North Carolina Lawyers Weekly Staff//December 7, 2021//
North Carolina Lawyers Weekly Staff//December 7, 2021//
Where there is no agreement to the contrary, an arbitrator, and not the court, decides the preclusive effect of a prior court judgment.
Background
The crux of this case is the court’s standard for reviewing arbitration awards. The district court held that the preclusive effect of a prior judgment of this court was a question for the arbitrator in this case to decide, that the “manifest disregard” standard applied to the court’s review of the arbitrator’s determination and that the arbitrator did not manifestly disregard the law or exceed his authority in issuing the underlying award.
Preclusive effect
Constellium contends that, despite its agreement to arbitrate unsettled grievances, the district court should have decided the preclusive effect of a prior decision of this court on this dispute. The court disagrees.
Absent an agreement to the contrary, the preclusive effect of a prior court judgment is for the arbitrator to decide. Like estoppel and laches, preclusion is an affirmative defense to the claims in the underlying dispute. It does not implicate the arbitrator’s power.
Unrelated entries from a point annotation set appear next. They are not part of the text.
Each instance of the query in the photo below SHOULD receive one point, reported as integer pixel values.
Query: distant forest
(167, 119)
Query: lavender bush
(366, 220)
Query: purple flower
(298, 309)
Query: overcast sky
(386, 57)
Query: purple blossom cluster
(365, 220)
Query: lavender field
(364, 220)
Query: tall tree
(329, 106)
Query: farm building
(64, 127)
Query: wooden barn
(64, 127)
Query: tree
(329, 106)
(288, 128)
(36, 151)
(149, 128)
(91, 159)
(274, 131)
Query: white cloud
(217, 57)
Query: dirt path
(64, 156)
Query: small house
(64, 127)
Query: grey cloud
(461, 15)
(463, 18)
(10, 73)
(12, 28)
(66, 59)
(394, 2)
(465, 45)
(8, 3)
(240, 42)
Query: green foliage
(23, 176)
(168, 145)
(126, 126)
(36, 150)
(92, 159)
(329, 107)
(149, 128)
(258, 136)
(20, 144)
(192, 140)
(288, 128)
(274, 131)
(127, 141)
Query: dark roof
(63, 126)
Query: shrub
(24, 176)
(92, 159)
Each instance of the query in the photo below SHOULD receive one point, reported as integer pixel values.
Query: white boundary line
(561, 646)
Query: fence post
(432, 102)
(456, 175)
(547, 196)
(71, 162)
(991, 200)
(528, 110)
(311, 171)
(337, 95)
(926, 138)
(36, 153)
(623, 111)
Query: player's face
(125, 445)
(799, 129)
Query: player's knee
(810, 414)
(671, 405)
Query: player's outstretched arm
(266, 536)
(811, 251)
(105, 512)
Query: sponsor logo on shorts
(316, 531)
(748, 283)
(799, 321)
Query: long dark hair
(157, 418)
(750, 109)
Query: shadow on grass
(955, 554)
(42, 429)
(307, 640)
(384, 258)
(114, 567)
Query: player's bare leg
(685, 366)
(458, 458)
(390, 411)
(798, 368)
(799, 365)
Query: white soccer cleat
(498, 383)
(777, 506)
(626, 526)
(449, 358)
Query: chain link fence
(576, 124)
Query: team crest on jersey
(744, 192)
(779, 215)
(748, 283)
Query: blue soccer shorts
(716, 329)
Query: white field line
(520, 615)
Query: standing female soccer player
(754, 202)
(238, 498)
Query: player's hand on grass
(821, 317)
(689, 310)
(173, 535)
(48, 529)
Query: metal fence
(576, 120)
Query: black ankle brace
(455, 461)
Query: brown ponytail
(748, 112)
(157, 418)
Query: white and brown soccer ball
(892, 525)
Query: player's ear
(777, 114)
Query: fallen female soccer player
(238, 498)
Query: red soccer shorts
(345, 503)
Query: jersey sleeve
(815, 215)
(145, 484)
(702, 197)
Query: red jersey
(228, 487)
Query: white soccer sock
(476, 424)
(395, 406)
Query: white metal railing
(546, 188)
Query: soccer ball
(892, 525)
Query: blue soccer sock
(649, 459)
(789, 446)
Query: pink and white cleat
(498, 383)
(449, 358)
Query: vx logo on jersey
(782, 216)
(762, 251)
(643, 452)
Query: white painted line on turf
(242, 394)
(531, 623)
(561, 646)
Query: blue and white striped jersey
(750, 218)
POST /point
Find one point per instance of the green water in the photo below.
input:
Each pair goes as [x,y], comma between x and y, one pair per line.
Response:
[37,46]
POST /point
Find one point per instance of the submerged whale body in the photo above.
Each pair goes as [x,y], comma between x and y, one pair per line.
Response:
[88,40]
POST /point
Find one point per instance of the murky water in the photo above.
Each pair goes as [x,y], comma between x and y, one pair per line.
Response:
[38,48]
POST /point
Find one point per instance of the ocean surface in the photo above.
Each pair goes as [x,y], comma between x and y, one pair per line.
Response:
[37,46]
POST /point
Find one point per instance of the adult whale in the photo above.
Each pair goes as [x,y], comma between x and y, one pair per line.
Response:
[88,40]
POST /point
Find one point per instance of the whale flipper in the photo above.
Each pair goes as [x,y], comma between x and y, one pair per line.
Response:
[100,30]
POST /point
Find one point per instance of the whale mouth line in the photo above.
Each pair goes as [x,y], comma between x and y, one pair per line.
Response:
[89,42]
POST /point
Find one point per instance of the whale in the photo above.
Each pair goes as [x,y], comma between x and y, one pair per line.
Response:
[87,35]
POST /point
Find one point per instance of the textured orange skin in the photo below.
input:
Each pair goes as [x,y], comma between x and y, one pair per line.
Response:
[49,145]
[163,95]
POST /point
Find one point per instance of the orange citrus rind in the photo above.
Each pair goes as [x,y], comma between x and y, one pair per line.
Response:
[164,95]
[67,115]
Rather, it is “an ‘aspect of the controversy which called the grievance procedures into play.’” It is clear that unless an arbitration agreement stipulates otherwise, a court is empowered only to decide limited questions of arbitrability and “res judicata [is] for the arbitrator to decide in the first instance.”
Standard
Constellium urges the court to apply a standard less deferential than manifest disregard or that set by the Federal Arbitration Act, or FAA, to review arbitral decisions about the preclusive effect of prior judgments. Under Constellium’s “plenary review” standard, a court would determine the correct application of preclusion principles to the case at hand and then weigh the arbitrator’s decision accordingly. Doing so, however, would subject an arbitrator’s award to more searching judicial scrutiny than authorized by the FAA or this court’s precedent, without any legal authority. Out of regard for the FAA, this court must decline to expand its review of legal errors in arbitral awards beyond review for manifest disregard of the law.
Merits
The arbitrator did not manifestly disregard the law of res judicata or collateral estoppel. Even if Constellium were right about the meaning of this court’s prior decision and the proper application of preclusion principles to this case, at worst it has shown “a misinterpretation of law, faulty legal reasoning[,] or erroneous legal conclusion,” all of which fall short of manifest disregard.
Affirmed.
Constellium Rolled Products Ravenswood LLC v. United Steel Paper and Forestry Rubber Manufacturing Energy Allied Industrial and Service Workers International Union (Lawyers Weekly No. 001-193-21, 13 pp.) (Allison Jones Rushing, J.) Case No. 20-1759. Nov. 29, 2021. From S.D. W.Va. at Charleston (Thomas E. Johnston, C.J.) Ancil Glenn Ramey for Appellant. Maneesh Sharma for Appellees.